In occasione del Giorno della Memoria, l’Amministrazione comunale di Viareggio, in collaborazione con l’ANPI Viareggio, l’istituto storico della Resistenza e dell’Età contemporanea di Lucca e la Comunità ebraica di Viareggio, promuove un programma di iniziative aperte alla cittadinanza, per riflettere insieme sui temi della dignità umana, della libertà e della responsabilità collettiva.
Il primo appuntamento è per il 27 gennaio alle 10 del mattino, con la “Passeggiata della memoria”, un percorso cittadino dedicato al ricordo delle vittime della deportazione e alla valorizzazione delle pietre d’inciampo presenti sul territorio.
L’iniziativa prenderà avvio da piazza Lorenzo Viani, con il primo momento di raccoglimento davanti alla pietra d’inciampo in ricordo di Jeanette Levi.
Il corteo proseguirà poi lungo via dei Mille, via Coppino, piazzale Don Sirio Politi, Lungo Canale Palombari dell’Artiglio, fino alla Passerella, dove alle 10.30 è previsto il secondo momento commemorativo dedicato a Luciana Pacifici.
La passeggiata continuerà lungo viale Regina Margherita, con una sosta al monumento dedicato a Inigo Campioni, per poi concludersi davanti al cinema Eden, dove sarà reso omaggio alla pietra d’inciampo in memoria di Umberto Boni-Cravache.
La cerimonia sarà impreziosita dagli interventi musicali di Andrea Francione e Gioele Nencini, clarinettisti del Conservatorio “Luigi Boccherini”.
In caso di pioggia la cerimonia si terrà nella sala di Rappresentanza del Comune di Viareggio.
Nel pomeriggio alle 17,30 alla Galleria d’Arte Moderna e Contemporanea Viani, è previsto l’incontro pubblico “I figli della Shoah”, un momento di riflessione dedicato alla trasmissione della memoria e alle storie familiari segnate dalla deportazione.

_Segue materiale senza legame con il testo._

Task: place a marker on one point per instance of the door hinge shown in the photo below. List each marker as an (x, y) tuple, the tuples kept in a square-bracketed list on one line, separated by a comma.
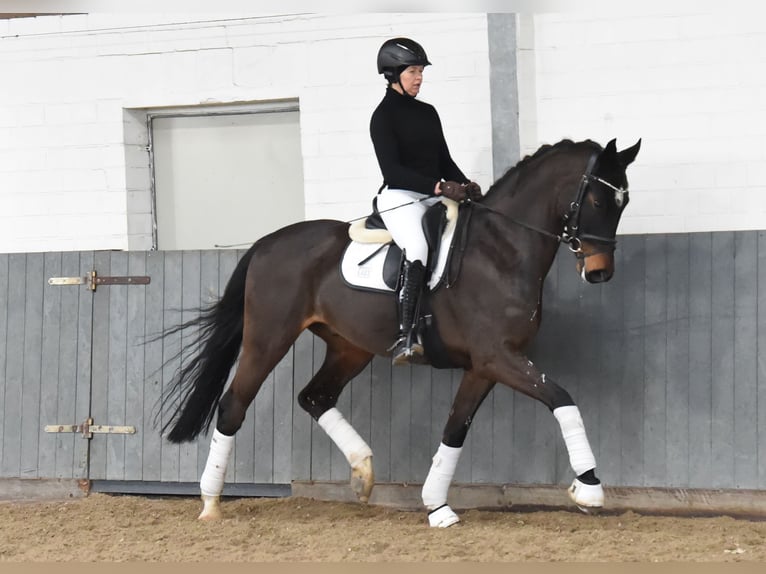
[(92, 280), (87, 429)]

L’evento vedrà un dialogo tra Filippo Gattai Tacchi, ricercatore dell’ISREC, e Donatella Mariotti, che porterà una testimonianza profondamente radicata nella storia della sua famiglia.
Mariotti è infatti figlia di Renato Mariotti, ex deportato nei campi di sterminio e di lavoro nazisti, e da anni si impegna nel raccontare la vicenda del padre e dello zio Francesco, anch’egli deportato. Attraverso la sua voce, restituisce la sofferenza vissuta dalla sua famiglia e sottolinea il valore della memoria come responsabilità civile e collettiva.
A portare i saluti istituzionali saranno Elisabetta Matteucci, assessora alla Cultura del Comune di Viareggio e Maria Grazia Manfredi, presidente ANPI Viareggio.
Infine, giovedì 29 gennaio alle 17, in collaborazione con l’istituto storico della Resistenza e dell’Età contemporanea di Lucca, alla Villa Museo Paolina Bonaparte, ci sarà la presentazione del libro “La Resistenza in Versilia (1943-1944)”, a cura del prof. Stefano Bucciarelli (Isrec). Documenti, testimonianze, cronache che forniscono illuminanti squarci sulle scelte e sulle biografie dei resistenti, nonché sui drammi della popolazione civile durante la guerra e nel dopoguerra.
«Attraverso questi appuntamenti vogliamo offrire alla città occasioni di conoscenza, ascolto e confronto, perché solo una comunità consapevole del proprio passato può costruire un futuro più giusto, più umano e più libero da ogni forma di discriminazione – dichiara l’assessora alla Cultura Elisabetta Matteucci -. Accanto ai momenti di approfondimento storico e culturale, il programma dedica un’attenzione particolare alle testimonianze dirette, patrimonio prezioso e insostituibile. Le voci di chi ha vissuto sulla propria pelle la persecuzione e la deportazione rappresentano un ponte vivo tra passato e presente: un monito che parla con forza alle nuove generazioni e che ci ricorda quanto sia fragile la libertà quando vengono meno il rispetto, l’umanità e la vigilanza democratica.
«La Passeggiata della memoria, infine – conclude Matteucci - è un gesto semplice ma profondamente necessario. Attraversare i luoghi della nostra città che custodiscono le pietre d’inciampo significa riconoscere che la storia non è lontana da noi: è incisa nel tessuto urbano, nelle vite spezzate che ricordiamo e nella responsabilità che abbiamo verso le nuove generazioni. Ogni nome che pronunciamo, ogni passo che compiamo, è un impegno a non lasciare spazio all’indifferenza. La memoria non è un rito formale, ma un atto civile che ci unisce e ci richiama alla dignità umana, sempre».